On Tue, Nov 5, 2024 at 10:09 AM Richard Biener
<richard.guent...@gmail.com> wrote:
>
> On Tue, Nov 5, 2024 at 5:23 AM Jeff Law <jeffreya...@gmail.com> wrote:
> >
> >
> >
> > On 11/4/24 8:13 PM, H.J. Lu wrote:
> > > On Tue, Nov 5, 2024 at 10:57 AM Jeff Law <jeffreya...@gmail.com> wrote:
> > >>
> > >>
> > >>
> > >> On 11/4/24 7:52 PM, H.J. Lu wrote:
> > >>> On Tue, Nov 5, 2024 at 8:48 AM Jeff Law <jeffreya...@gmail.com> wrote:
> > >>>>
> > >>>>
> > >>>>
> > >>>> On 11/4/24 5:42 PM, H.J. Lu wrote:
> > >>>>> On Tue, Nov 5, 2024 at 8:07 AM Jeff Law <jeffreya...@gmail.com> wrote:
> > >>>>>>
> > >>>>>>
> > >>>>>>
> > >>>>>> On 11/1/24 4:32 PM, H.J. Lu wrote:
> > >>>>>>> For targets, like x86, which define TARGET_PROMOTE_PROTOTYPES to 
> > >>>>>>> return
> > >>>>>>> true, all integer arguments smaller than int are passed as int:
> > >>>>>>>
> > >>>>>>> [hjl@gnu-tgl-3 pr14907]$ cat x.c
> > >>>>>>> extern int baz (char c1);
> > >>>>>>>
> > >>>>>>> int
> > >>>>>>> foo (char c1)
> > >>>>>>> {
> > >>>>>>>       return baz (c1);
> > >>>>>>> }
> > >>>>>>> [hjl@gnu-tgl-3 pr14907]$ gcc -S -O2 -m32 x.c
> > >>>>>>> [hjl@gnu-tgl-3 pr14907]$ cat x.s
> > >>>>>>>          .file   "x.c"
> > >>>>>>>          .text
> > >>>>>>>          .p2align 4
> > >>>>>>>          .globl  foo
> > >>>>>>>          .type   foo, @function
> > >>>>>>> foo:
> > >>>>>>> .LFB0:
> > >>>>>>>          .cfi_startproc
> > >>>>>>>          movsbl  4(%esp), %eax
> > >>>>>>>          movl    %eax, 4(%esp)

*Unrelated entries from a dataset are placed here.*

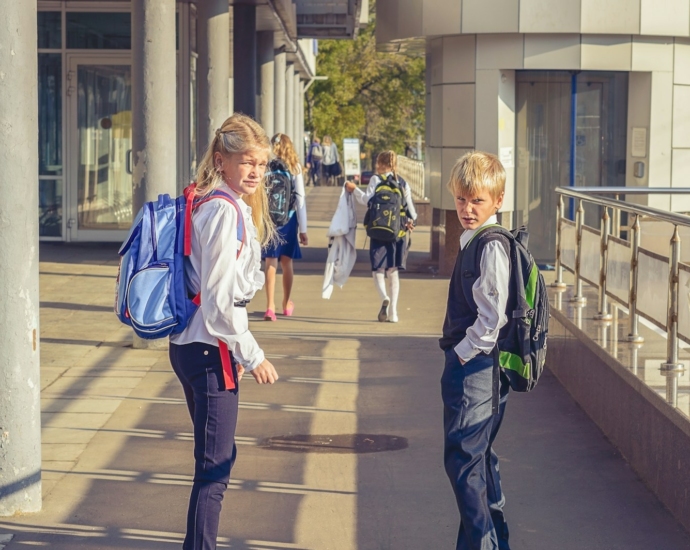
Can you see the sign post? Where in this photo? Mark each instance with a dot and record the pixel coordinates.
(351, 157)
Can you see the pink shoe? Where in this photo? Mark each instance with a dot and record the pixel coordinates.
(270, 315)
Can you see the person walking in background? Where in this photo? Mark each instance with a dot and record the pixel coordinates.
(286, 248)
(314, 156)
(331, 161)
(388, 258)
(210, 356)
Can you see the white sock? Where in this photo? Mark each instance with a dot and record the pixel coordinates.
(380, 284)
(395, 292)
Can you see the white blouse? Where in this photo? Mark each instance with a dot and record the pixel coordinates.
(224, 279)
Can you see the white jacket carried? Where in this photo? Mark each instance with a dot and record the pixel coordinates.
(342, 252)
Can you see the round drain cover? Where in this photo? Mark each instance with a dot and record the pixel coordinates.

> > >>>>>>>          jmp     baz
> > >>>>>>>          .cfi_endproc
> > >>>>>>> .LFE0:
> > >>>>>>>          .size   foo, .-foo
> > >>>>>>>          .ident  "GCC: (GNU) 14.2.1 20240912 (Red Hat 14.2.1-3)"
> > >>>>>>>          .section        .note.GNU-stack,"",@progbits
> > >>>>>>> [hjl@gnu-tgl-3 pr14907]$
> > >>>>>>>
> > >>>>>>> But integer promotion:
> > >>>>>>>
> > >>>>>>>          movsbl  4(%esp), %eax
> > >>>>>>>          movl    %eax, 4(%esp)
> > >>>>>>>
> > >>>>>>> isn't necessary if incoming arguments and outgoing arguments are the
> > >>>>>>> same.  Use unpromoted incoming integer arguments as outgoing 
> > >>>>>>> arguments
> > >>>>>>> if incoming integer arguments are the same as outgoing arguments to
> > >>>>>>> avoid unnecessary integer promotion.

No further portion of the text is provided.